Tam en kötüsünü geride bıraktık artık toparlanma dönemi dediğimizde yepyeni bir krizle karşı karşıya kalıyoruz. Krizlerin sürekli hale gelmesi, belirsizlik ve öngörülemezlik yeni normalimiz oldu.
TL''deki değer kaybı, dünyadaki enflasyon ve tarım ürünlerinde savaşın da etkisiyle hızlanan fiyat yükselişi, ailelerin gıda bütçeleri üzerinde ağır baskı yaratıyor.
Dövizimiz var diyerek ithalatla sıkıntılarımızı giderme imkanlarımızın giderek daraldığı bir konjonktüre çoktan girdik.

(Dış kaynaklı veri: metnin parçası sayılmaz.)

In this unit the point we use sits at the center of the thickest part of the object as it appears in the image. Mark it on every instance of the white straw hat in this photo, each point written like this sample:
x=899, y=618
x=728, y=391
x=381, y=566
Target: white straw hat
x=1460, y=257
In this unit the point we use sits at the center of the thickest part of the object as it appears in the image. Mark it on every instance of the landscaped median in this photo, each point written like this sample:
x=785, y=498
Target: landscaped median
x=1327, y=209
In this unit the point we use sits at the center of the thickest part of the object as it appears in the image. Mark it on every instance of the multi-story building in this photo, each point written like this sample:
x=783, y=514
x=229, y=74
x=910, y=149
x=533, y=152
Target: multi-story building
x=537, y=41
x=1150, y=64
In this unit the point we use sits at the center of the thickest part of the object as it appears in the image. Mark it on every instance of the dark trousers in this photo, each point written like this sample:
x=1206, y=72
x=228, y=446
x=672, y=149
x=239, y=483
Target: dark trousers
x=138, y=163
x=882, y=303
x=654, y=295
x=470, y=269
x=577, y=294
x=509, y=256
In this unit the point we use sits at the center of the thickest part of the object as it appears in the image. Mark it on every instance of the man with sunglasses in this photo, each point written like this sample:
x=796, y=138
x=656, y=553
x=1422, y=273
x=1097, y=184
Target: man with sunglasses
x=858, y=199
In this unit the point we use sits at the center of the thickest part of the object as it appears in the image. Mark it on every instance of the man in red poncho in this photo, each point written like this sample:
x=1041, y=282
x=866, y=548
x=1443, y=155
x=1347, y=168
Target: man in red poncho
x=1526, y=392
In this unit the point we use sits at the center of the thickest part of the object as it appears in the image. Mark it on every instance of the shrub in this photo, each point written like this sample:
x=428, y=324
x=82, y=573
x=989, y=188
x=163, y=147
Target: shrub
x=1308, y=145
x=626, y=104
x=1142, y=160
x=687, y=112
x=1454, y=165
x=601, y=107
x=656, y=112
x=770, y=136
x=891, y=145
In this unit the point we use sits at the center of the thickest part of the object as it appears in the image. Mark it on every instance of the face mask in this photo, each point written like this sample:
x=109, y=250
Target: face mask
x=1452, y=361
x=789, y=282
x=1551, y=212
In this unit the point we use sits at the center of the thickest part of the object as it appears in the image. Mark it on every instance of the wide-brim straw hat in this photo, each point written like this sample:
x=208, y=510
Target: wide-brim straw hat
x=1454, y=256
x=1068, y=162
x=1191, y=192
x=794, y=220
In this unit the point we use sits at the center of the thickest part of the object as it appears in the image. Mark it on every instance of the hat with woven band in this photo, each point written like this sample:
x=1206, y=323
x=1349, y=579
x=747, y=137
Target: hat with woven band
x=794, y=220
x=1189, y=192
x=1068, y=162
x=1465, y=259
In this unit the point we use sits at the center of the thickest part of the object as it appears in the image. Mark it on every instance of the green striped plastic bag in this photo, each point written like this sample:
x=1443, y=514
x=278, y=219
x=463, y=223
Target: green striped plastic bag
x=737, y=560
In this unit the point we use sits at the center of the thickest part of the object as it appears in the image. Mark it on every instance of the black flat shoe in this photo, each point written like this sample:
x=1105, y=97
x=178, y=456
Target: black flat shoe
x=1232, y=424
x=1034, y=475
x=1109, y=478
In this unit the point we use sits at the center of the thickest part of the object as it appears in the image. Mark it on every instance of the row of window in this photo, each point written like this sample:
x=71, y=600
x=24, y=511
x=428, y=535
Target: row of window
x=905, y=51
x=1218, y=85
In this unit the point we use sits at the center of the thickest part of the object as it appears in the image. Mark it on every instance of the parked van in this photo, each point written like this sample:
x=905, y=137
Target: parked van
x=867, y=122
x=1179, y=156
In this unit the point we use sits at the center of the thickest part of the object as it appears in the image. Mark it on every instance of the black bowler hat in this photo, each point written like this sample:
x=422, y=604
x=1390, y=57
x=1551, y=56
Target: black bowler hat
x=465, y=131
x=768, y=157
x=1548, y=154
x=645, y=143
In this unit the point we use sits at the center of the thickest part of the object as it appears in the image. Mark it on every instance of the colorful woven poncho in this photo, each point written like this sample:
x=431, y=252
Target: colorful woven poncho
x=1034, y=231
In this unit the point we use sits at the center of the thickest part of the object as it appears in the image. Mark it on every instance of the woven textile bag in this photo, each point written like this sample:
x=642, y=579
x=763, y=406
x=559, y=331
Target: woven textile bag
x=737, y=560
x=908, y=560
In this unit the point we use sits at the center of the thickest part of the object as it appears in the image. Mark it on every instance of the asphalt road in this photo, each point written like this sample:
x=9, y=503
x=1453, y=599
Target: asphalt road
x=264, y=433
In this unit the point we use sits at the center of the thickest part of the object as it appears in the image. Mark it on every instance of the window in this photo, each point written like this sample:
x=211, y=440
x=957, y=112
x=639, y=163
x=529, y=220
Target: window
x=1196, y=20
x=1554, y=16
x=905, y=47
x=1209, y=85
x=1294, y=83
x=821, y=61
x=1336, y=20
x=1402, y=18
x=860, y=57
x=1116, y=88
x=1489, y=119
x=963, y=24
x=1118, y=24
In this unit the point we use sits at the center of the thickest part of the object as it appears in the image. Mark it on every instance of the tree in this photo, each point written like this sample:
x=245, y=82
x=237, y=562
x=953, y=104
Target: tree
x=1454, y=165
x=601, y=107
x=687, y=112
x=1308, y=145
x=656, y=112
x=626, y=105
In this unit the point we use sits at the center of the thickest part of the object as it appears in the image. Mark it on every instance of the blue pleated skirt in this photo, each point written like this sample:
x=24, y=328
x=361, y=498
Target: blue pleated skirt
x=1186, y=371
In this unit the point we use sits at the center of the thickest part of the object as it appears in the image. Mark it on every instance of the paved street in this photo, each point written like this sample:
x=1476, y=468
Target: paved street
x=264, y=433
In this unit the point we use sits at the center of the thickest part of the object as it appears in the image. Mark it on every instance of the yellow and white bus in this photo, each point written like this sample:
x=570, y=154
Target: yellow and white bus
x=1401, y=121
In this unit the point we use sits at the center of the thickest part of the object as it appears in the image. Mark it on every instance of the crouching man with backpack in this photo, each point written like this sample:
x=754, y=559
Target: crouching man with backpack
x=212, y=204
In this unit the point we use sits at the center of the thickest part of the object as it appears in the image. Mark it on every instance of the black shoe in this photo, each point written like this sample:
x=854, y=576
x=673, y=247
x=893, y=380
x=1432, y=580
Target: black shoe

Halen sürdürülmekte olan politikalarsa, reel kesim ve bankaları yoruyor. Krizlerde ayakta kalmak kadar, hangi bedelleri ödeyerek ayakta kaldığınız önemlidir
Öngörülemezlik, sürekli kural değişiklikleri geleceği hesaplamayı zorlaştırıyor. Daha da vahimi, tüm demokrasilerin belkemiğini oluşturan eğitimli kentli nüfus büyük bir baskı altında kaldığında beyin göçü de hızlanıyor ve yoksullaşıyoruz.
Artan petrol ve doğalgaz fiyatları ithalat faturamızı kabartacak. Bütün bu kanallar cari açık üzerinde ilave yük oluşturacak ve TL''nin değeri üzerinde baskı yaratacak.
Türkiye''nin gelişmişlik düzeyinde bir ekonomide, ucuz emeğe ve düşük standartlara dayalı ihracat yoluyla kalkınma modeli uygulanamaz.
Dışa bağımlı olduğumuz sürece dışarıdan enflasyon ithal ediyoruz. İthalata bağımlılığı azaltmak için doğru bir sanayi stratejisi izlemeliyiz.